The Simpsons has been on the air for more than 30 years now, and the setting of Springfield has expanded to include literally hundreds of characters. On occasion, the population contracts. Here are some characters no longer on the show…and why.

The Simpsons

APU NAHASAPEEMAPETILON

The discussion has been going on for years, but the idea that Apu, Springfield’s resident Kwik-E-Mart proprietor, was problematic, reached peak volume in 2017, when Indian-American comedian Hari Kondabolu released the documentary The Problem With Apu. He argued that the character embodied several hurtful Indian-American stereotypes, particularly his employment at a convenience store and the broad voice characterization used by actor Hank Azaria, who does not have an Indian background. Others may argue that Apu is a fleshed-out, multifaceted character — he’s been a part of The Simpsons for more than 25 years, and viewers became familiar with his extended family (his parents arranged his marriage, which turned out happy and resulted in octuplets) and backstory (he came to the U.S. to get his doctorate in computer science). In early 2018, The Simpsons responded to the controversy — Marge reads Lisa a P.C.-sanitized bedtime story, and both are unimpressed. Next to a photo of Apu, Lisa monologues, “Something that started decades ago and was applauded and inoffensive is now politically incorrect. What can you do?” Well, here’s what The Simpsons can and did do.  Producers have announced plans to completely retire the Apu character. Not everyone is happy with this move — while it eliminates a character some find stereotypical, some critics have pointed out that it also means one less Indian-American person on television (of which there aren’t many).

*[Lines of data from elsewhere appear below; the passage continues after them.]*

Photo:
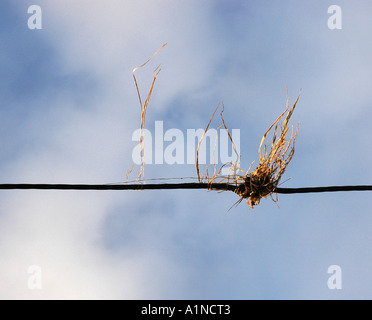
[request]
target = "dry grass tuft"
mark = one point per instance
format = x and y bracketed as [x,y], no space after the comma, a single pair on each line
[274,160]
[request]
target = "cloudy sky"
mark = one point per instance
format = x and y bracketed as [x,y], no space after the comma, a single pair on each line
[68,111]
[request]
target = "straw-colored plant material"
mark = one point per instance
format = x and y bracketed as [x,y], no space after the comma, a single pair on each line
[233,168]
[274,159]
[141,175]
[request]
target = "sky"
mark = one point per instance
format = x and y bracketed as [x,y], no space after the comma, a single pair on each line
[68,111]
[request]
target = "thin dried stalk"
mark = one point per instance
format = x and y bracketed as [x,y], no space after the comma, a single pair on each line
[217,175]
[144,110]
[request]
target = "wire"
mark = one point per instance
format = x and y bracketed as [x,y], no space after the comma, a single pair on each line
[160,186]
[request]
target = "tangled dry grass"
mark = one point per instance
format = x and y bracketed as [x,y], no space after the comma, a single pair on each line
[274,159]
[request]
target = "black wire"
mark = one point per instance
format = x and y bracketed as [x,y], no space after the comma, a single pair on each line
[160,186]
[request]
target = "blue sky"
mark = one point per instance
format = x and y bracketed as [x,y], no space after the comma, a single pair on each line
[69,108]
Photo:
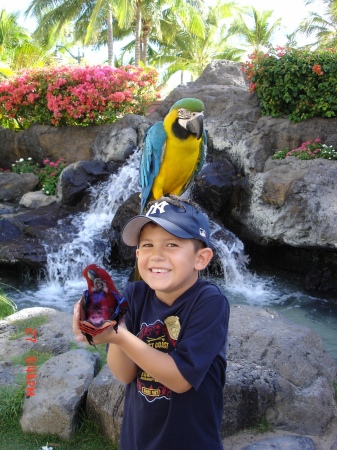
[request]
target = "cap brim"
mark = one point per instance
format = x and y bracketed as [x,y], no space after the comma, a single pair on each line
[132,229]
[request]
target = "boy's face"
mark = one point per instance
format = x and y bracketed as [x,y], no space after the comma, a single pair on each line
[169,265]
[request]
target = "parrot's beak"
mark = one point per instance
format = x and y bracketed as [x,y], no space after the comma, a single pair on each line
[196,126]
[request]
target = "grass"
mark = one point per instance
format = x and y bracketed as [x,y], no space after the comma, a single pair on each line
[87,437]
[41,358]
[22,325]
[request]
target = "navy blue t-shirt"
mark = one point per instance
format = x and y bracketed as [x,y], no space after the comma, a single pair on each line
[194,332]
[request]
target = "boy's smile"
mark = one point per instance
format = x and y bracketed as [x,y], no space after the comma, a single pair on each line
[169,265]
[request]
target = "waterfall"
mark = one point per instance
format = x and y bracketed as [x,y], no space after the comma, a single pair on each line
[231,253]
[88,244]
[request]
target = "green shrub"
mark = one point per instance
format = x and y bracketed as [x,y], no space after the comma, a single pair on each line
[48,175]
[294,83]
[309,150]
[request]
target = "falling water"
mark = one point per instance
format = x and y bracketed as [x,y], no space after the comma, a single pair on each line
[88,245]
[64,281]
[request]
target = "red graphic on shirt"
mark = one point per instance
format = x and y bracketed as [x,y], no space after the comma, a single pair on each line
[155,335]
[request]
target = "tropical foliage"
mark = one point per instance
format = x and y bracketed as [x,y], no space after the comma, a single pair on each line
[48,174]
[297,84]
[17,49]
[309,150]
[196,52]
[258,34]
[75,95]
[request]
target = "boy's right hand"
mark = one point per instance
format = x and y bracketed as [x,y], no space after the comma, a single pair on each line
[76,329]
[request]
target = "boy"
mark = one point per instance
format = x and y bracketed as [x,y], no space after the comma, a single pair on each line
[171,349]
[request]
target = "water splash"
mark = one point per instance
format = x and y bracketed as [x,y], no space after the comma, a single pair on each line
[88,245]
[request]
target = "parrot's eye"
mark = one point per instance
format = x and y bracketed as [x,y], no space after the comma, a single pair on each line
[184,113]
[92,275]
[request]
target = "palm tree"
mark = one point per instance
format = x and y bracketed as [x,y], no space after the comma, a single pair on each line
[145,17]
[324,29]
[258,35]
[17,48]
[12,35]
[89,18]
[181,50]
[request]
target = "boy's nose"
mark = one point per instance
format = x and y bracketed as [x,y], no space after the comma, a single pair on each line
[157,255]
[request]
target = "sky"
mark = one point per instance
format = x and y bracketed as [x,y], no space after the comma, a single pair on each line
[291,12]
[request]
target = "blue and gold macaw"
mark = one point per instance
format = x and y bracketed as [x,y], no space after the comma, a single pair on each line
[173,151]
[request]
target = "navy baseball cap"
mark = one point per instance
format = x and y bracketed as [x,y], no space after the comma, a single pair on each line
[179,218]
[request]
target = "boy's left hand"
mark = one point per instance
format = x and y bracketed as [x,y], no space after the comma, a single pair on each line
[76,318]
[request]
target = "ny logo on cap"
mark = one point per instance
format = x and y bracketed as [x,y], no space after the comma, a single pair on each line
[157,207]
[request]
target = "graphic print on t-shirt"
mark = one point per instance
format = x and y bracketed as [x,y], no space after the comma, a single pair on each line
[157,336]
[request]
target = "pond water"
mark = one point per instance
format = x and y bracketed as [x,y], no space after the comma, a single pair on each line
[255,286]
[261,287]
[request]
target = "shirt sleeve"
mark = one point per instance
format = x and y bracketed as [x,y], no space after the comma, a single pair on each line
[203,337]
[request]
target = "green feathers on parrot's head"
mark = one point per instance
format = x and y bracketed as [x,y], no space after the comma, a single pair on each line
[192,104]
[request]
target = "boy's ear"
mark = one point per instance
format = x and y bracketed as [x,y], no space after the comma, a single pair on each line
[204,255]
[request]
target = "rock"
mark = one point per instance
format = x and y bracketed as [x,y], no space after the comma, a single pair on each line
[61,386]
[276,370]
[105,403]
[35,200]
[118,141]
[213,187]
[45,226]
[14,185]
[10,229]
[121,254]
[283,207]
[284,442]
[292,202]
[293,363]
[77,179]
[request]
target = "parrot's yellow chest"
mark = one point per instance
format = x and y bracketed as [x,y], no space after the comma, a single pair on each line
[179,163]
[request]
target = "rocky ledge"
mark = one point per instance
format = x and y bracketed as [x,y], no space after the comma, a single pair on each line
[276,370]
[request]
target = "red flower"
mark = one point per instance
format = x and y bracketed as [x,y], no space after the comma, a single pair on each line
[317,69]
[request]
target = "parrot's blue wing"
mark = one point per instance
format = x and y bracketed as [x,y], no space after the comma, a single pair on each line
[152,156]
[200,163]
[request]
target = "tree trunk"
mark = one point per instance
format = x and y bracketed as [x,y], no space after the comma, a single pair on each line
[110,39]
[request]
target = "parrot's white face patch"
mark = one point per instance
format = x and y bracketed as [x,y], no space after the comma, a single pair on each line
[184,116]
[184,113]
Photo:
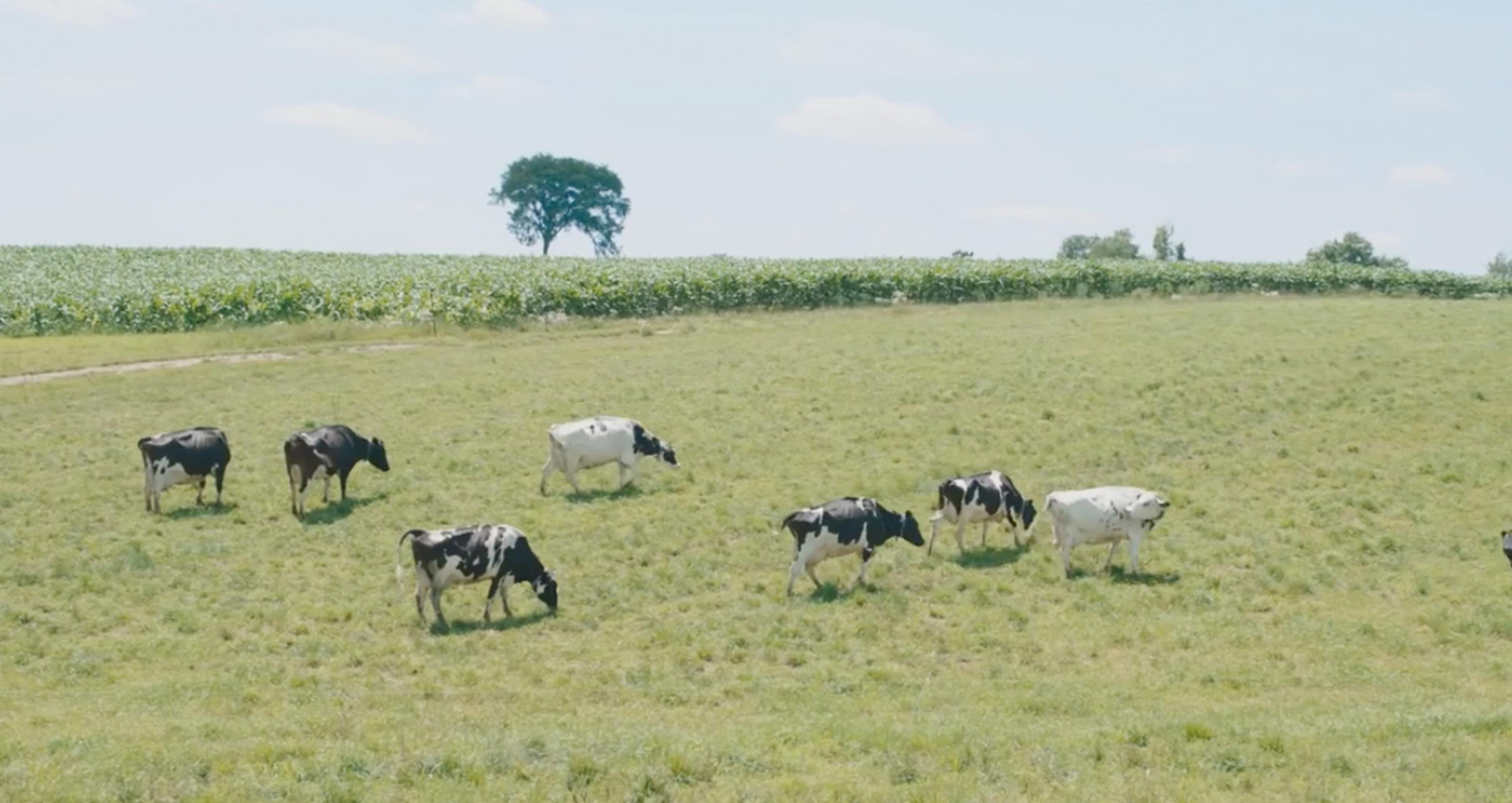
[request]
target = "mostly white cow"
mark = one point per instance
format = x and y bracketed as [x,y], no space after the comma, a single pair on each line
[188,456]
[844,527]
[982,498]
[326,453]
[469,554]
[1106,515]
[598,442]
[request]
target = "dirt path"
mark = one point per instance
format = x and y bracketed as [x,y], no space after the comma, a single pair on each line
[187,362]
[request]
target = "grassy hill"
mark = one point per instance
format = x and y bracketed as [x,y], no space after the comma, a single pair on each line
[1323,613]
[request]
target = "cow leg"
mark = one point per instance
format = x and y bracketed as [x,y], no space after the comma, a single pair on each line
[793,575]
[487,604]
[548,469]
[436,604]
[294,493]
[865,560]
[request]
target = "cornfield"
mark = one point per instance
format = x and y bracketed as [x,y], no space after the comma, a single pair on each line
[55,289]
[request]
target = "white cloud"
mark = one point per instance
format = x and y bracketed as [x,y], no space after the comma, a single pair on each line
[1030,214]
[1162,155]
[1290,167]
[1422,174]
[507,14]
[353,122]
[873,122]
[360,50]
[873,47]
[1420,100]
[76,13]
[498,87]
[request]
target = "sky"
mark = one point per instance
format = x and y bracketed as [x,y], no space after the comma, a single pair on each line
[764,129]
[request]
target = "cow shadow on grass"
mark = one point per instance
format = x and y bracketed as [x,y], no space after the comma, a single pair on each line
[628,492]
[502,623]
[991,557]
[1143,578]
[335,512]
[1124,577]
[200,512]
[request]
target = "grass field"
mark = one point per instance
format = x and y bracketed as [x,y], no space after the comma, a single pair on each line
[1323,614]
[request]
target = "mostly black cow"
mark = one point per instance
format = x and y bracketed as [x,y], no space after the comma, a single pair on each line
[326,453]
[469,554]
[980,498]
[188,456]
[844,527]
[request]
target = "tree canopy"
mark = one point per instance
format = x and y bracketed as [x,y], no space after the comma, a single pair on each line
[1501,267]
[1116,245]
[1354,249]
[548,196]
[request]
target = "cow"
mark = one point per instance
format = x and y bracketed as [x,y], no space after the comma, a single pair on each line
[1110,513]
[844,527]
[983,498]
[324,453]
[598,442]
[188,456]
[469,554]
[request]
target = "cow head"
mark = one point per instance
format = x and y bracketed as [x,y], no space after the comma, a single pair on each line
[377,456]
[545,586]
[1027,513]
[1148,507]
[909,530]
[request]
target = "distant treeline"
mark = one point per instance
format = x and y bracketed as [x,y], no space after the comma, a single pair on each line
[55,289]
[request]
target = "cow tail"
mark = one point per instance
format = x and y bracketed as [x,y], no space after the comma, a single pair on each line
[398,556]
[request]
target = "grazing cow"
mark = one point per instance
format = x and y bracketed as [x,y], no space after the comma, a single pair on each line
[469,554]
[982,498]
[598,442]
[1104,515]
[188,456]
[324,453]
[844,527]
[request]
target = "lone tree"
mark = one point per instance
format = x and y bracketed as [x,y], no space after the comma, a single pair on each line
[548,196]
[1116,245]
[1501,267]
[1354,250]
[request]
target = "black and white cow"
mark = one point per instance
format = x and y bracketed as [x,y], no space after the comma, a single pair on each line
[469,554]
[980,498]
[188,456]
[844,527]
[326,453]
[598,442]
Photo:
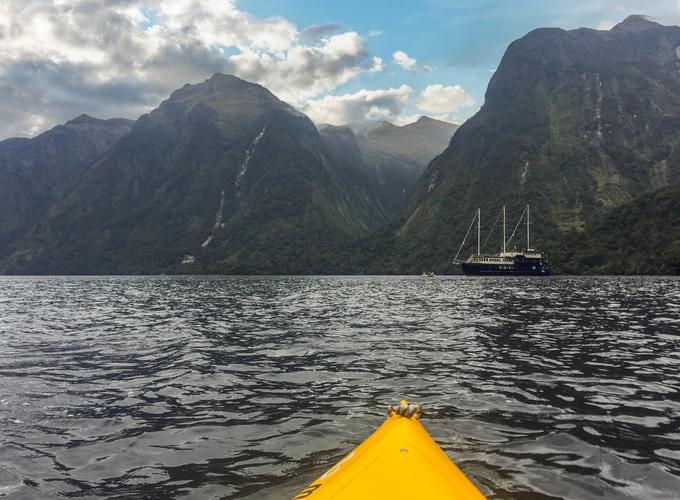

TROY McCLURE and LIONEL HUTZ

Two of the most popular and hilarious characters in the early seasons of The Simpsons were also among its sleaziest. One was the Simpsons go-to attorney (meaning he was cheap and terrible) Lionel Hutz. (He once asks for a mistrial by calling it a “bad court thingy.”) The other: washed-up 1970s heartthrob actor — turned infomercial pitchman and educational film host — Troy McClure. (“You may remember me from such films as P is for Psycho, and The President’s Neck is Missing.”) Both of those characters disappeared from the show after 1998. The reason: legendary comic actor and Saturday Night Live alum Phil Hartman voiced them both, and after he was tragically murdered, there was no way producers could re-cast those roles.

MAUDE FLANDERS

The Simpsons neighbors’, the Flanders are so kind and pious that it seemed shocking and unfair when, in 2000, the show killed off matriarch Maude Flanders, wife of Ned and mother of two young boys. She dies in a ridiculous way, too — at the Springfield Speedway, Homer eggs on the T-shirt canon guy, and one of those projectiles hits Maude, knocking her off the grandstands to her death below. Why did The Simpsons do this? Because of a contract dispute with voice actor Maggie Roswell. She wanted more money than producers wanted to give her, so they let her walk. Some of her roles were assigned to other actresses (Miss Hoover, Helen Lovejoy), but writers killed off her main part, Maude.